Researchers from Arizona State University, the University of California, Davis, Washington State University, the University of Science and Technology of China, and the National Synchrotron Radiation Research Center in Taiwan have developed a new method to anchor single atoms of platinum-group metals on nanometer-sized islands, which could allow the efficient use of these expensive metals as catalysts for a wide variety of applications. The numerous islands lie on a commercial silicon-dioxide support that is widely used in many common catalytic reactions, but the metal atoms are excluded from the support.

(Funded by the U.S. Department of Defense and the U.S. Department of Energy)

Researchers from Northwestern University and the U.S. Department of Energy’s Argonne National Laboratory and Lawrence Berkeley National Laboratory have made a significant advance in the way they produce exotic open-framework superlattices made of hollow metal nanoparticles. Using tiny hollow particles and modifying them with appropriate sequences of DNA, the team found they could synthesize open-channel superlattices with pores ranging from 10 to 1,000 nanometers in size. This newfound control over porosity will enable researchers to use these colloidal crystals in molecular absorption and storage, separations, chemical sensing, and catalysis.

(Funded by the National Institutes of Health)

Researchers at Oregon State University, Oregon Health & Science University, and Duke University have taken a key step toward improving and lengthening the lives of cystic fibrosis patients, who experience chronically clogged airways and a dramatically shortened life expectancy.

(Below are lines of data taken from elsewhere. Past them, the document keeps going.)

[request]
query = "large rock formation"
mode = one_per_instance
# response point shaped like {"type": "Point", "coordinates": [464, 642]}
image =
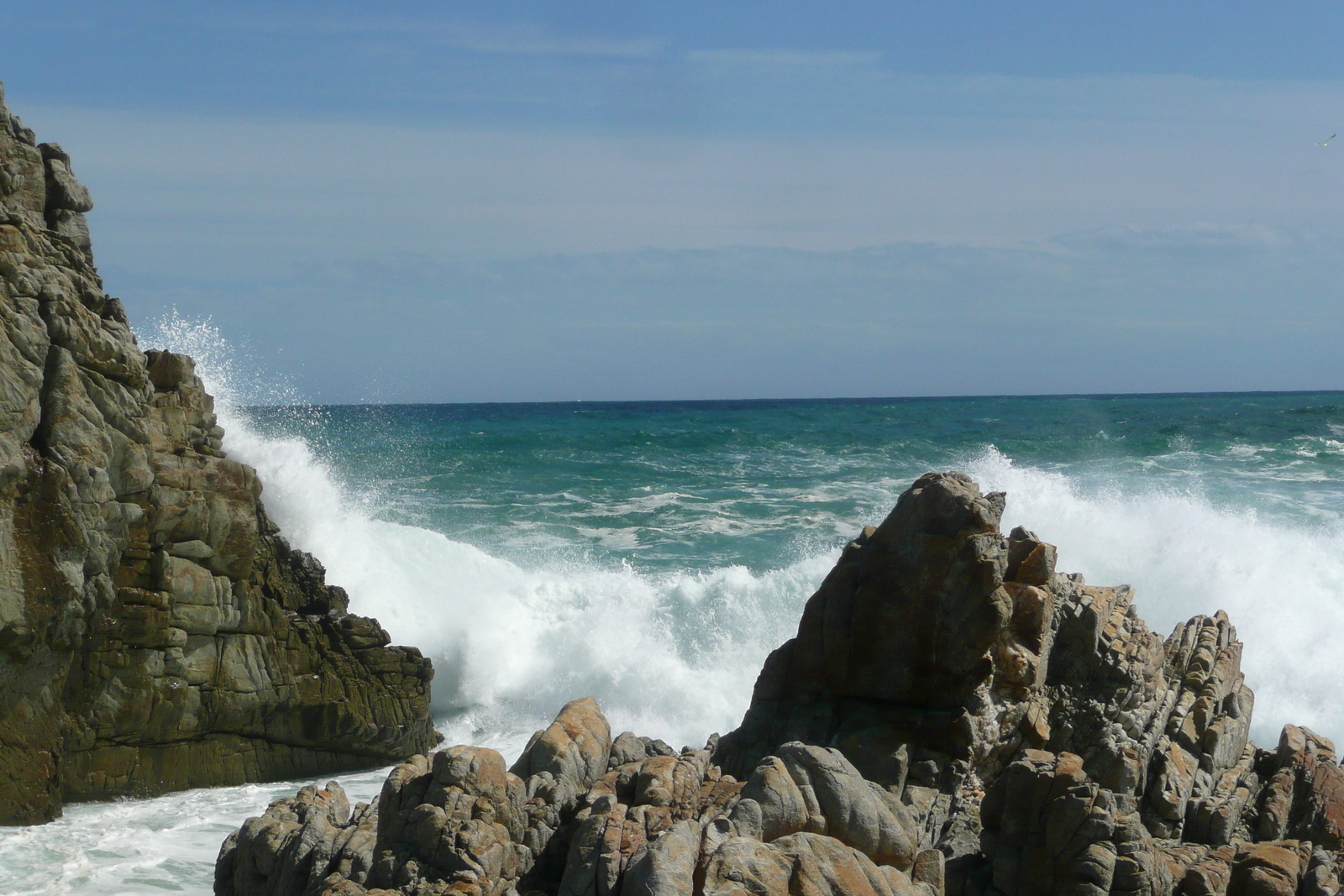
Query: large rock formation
{"type": "Point", "coordinates": [156, 633]}
{"type": "Point", "coordinates": [953, 718]}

The team of scientists and clinicians engineered inhalable lipid nanoparticles that can effectively deliver messenger RNA (mRNA) to the lungs, prompting lung cells to manufacture the protein that thwarts the disease. 

(Funded by the National Institute of Standards and Technology)

Researchers from the National Institute of Standards and Technology have reviewed the many facets of nucleic acid nanotechnology and concluded that the technology holds the most promise for bridging the world of biology and semiconductors. Although the intriguing possibilities that nucleic acid nanotechnology offers have inspired and attracted researchers worldwide, economics must be considered when predicting the impact of this nanotechnology, the researchers emphasized.

(Funded in part by the National Science Foundation and the U.S. Department of Energy)

Researchers from Drexel University and the University of Pennsylvania have developed a special coating that could help curtail the increasing electromagnetic interference that comes with the proliferation of electronic devices. The researchers discovered that combining MXene, a two-dimensional material they discovered more than a decade ago, with a conductive element, called vanadium, in a polymer solution produces a coating that can absorb, entrap, and dissipate the energy of electromagnetic waves at greater than 90% efficiency.